In some instances of confusable characters, it is unlikely that the average human could tell the difference between the real string and the fake string. (Indeed, there is no programmatic way to distinguish with full certainty which is the fake string and which is the real string; in some contexts, the string formed of Cherokee code points might be the real string and the string formed of ASCII code points might be the fake string.) Because PRECIS-compliant strings can contain almost any properly encoded Unicode code point, it can be relatively easy to fake or mimic some strings in systems that use the PRECIS framework. The fact that some strings are easily confused introduces security vulnerabilities of the kind that have also plagued the World Wide Web, specifically the phenomenon known as phishing.

Despite the fact that some specific suggestions about identification and handling of confusable characters appear in the Unicode Security Considerations [UTR36] and the Unicode Security Mechanisms [UTS39], it is also true (as noted in [RFC5890]) that "there are no comprehensive technical solutions to the problems of confusable characters." Because it is impossible to map visually similar characters without a great deal of context (such as knowing the font families used), the PRECIS framework does nothing to map similar-looking characters together, nor does it prohibit some characters because they look like others.

Nevertheless, specifications for application protocols that use this framework are strongly encouraged to describe how confusable characters can be abused to compromise the security of systems that use the protocol in question, along with any protocol-specific suggestions for overcoming those threats. In particular, software implementations and service deployments that use PRECIS-based technologies are strongly encouraged to define and implement consistent policies regarding the registration, storage, and presentation of visually similar characters.
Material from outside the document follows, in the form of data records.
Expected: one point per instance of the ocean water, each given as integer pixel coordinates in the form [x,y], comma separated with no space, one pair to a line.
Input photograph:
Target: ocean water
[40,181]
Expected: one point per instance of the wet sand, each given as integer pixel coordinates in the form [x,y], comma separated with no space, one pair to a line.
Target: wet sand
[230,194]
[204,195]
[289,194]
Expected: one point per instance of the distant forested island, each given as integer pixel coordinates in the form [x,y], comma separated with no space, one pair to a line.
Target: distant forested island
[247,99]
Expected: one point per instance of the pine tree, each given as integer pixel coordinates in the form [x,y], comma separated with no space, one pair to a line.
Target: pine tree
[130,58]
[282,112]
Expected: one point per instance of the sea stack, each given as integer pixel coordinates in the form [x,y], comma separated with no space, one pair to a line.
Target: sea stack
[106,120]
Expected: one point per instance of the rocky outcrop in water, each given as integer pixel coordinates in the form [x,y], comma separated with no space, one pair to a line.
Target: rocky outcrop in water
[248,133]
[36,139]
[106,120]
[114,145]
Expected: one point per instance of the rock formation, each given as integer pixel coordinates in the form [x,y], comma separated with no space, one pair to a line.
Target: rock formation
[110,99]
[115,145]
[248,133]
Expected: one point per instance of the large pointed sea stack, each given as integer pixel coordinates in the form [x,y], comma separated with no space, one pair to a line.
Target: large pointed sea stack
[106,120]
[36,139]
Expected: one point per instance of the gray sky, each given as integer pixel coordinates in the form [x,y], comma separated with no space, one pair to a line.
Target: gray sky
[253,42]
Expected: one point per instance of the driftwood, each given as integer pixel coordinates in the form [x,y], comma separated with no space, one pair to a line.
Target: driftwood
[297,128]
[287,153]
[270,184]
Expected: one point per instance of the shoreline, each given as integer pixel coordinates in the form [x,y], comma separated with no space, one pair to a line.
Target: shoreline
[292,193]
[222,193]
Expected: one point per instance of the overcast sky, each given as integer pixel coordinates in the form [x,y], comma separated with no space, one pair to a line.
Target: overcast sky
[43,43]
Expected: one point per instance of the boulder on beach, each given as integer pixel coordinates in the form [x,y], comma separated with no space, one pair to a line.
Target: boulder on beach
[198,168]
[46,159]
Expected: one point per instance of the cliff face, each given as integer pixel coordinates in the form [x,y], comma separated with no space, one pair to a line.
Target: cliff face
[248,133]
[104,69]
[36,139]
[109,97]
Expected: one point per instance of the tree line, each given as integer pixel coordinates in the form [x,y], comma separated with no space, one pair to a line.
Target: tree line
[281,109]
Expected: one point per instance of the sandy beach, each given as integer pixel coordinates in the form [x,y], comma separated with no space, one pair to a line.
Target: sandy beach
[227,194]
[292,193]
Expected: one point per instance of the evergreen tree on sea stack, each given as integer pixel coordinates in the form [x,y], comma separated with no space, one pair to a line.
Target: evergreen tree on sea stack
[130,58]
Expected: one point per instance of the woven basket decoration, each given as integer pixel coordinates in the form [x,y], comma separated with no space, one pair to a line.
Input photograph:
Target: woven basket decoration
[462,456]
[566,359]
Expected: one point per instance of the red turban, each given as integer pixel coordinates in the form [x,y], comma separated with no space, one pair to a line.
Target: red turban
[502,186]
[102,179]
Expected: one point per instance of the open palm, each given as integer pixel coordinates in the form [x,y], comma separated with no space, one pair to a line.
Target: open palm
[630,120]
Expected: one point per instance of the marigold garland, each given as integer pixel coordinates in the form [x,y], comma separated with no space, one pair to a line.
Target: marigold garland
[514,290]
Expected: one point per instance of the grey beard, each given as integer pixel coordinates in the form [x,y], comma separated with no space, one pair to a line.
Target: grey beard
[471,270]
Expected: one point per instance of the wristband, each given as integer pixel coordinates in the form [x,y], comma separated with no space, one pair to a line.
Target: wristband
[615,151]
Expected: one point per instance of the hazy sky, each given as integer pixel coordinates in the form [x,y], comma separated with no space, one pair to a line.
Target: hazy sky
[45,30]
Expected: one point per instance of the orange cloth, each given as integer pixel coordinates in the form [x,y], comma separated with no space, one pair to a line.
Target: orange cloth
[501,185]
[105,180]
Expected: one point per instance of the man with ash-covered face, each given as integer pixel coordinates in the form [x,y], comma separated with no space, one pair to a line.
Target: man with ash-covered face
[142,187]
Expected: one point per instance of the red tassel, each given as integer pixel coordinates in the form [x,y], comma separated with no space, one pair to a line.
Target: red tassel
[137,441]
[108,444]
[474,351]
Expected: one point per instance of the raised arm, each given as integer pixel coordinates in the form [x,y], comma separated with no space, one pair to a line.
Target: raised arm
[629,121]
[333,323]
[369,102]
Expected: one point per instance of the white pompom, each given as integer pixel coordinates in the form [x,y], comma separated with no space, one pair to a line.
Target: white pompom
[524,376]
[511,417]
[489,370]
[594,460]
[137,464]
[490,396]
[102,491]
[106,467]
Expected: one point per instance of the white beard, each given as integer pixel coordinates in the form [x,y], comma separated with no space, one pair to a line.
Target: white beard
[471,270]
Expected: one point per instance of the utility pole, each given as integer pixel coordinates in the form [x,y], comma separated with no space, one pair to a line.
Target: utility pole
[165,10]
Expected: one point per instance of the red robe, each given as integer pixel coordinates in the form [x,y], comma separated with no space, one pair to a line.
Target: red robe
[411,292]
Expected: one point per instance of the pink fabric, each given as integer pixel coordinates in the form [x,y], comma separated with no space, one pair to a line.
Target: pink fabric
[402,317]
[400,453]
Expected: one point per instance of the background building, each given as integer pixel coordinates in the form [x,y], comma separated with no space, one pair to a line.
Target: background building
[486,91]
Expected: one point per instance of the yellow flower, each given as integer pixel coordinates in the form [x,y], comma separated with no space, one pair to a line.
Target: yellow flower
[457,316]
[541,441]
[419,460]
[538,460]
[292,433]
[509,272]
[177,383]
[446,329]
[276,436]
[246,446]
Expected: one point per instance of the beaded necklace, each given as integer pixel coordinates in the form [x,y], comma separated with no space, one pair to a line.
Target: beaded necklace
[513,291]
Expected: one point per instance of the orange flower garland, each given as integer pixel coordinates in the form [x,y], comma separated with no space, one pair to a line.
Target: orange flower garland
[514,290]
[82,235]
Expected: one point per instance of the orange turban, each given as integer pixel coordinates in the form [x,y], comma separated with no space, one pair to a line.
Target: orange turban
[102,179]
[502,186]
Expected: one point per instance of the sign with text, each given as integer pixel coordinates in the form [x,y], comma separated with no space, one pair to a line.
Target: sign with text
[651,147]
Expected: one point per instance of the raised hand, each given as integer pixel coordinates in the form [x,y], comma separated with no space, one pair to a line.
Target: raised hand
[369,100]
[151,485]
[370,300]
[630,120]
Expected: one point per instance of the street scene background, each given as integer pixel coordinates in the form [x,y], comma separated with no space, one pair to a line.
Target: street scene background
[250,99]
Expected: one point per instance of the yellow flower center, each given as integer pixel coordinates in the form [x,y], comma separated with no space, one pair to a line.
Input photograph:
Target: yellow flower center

The following recommendations are appropriate:

  1. An application service SHOULD define a policy that specifies the scripts or blocks of code points that the service will allow to be registered (e.g., in an account name) or stored (e.g., in a filename). Such a policy SHOULD be informed by the languages and scripts that are used to write registered account names; in particular, to reduce confusion, the service SHOULD forbid registration or storage of strings that contain code points from more than one script and SHOULD restrict registrations to code points drawn from a very small number of scripts (e.g., scripts that are well understood by the administrators of the service, to improve manageability).
  2. User-oriented application software SHOULD define a policy that specifies how internationalized strings will be presented to a human user. Because every human user of such software has a preferred language or a small set of preferred languages, the software SHOULD gather that information either explicitly from the user or implicitly via the operating system of the user's device.

The challenges inherent in supporting the full range of Unicode code points have in the past led some to hope for a way to programmatically negotiate more restrictive ranges based on locale, script, or other relevant factors; to tag the locale associated with a particular string; etc. As a general-purpose internationalization technology, the PRECIS framework does not include such mechanisms.

12.6. Security of Passwords

Two goals of passwords are to maximize the amount of entropy and to minimize the potential for false accepts. These goals can be achieved in part by allowing a wide range of code points and by ensuring that passwords are handled in such a way that code points are not compared aggressively. Therefore, it is NOT RECOMMENDED for application protocols to profile the FreeformClass for use in passwords in a way that removes entire categories (e.g., by disallowing symbols or punctuation). Furthermore, it is NOT RECOMMENDED for application protocols to map uppercase and titlecase code points to their lowercase equivalents in such strings; instead, it is RECOMMENDED to preserve the case of all code points contained in such strings and to compare them in a case-sensitive manner.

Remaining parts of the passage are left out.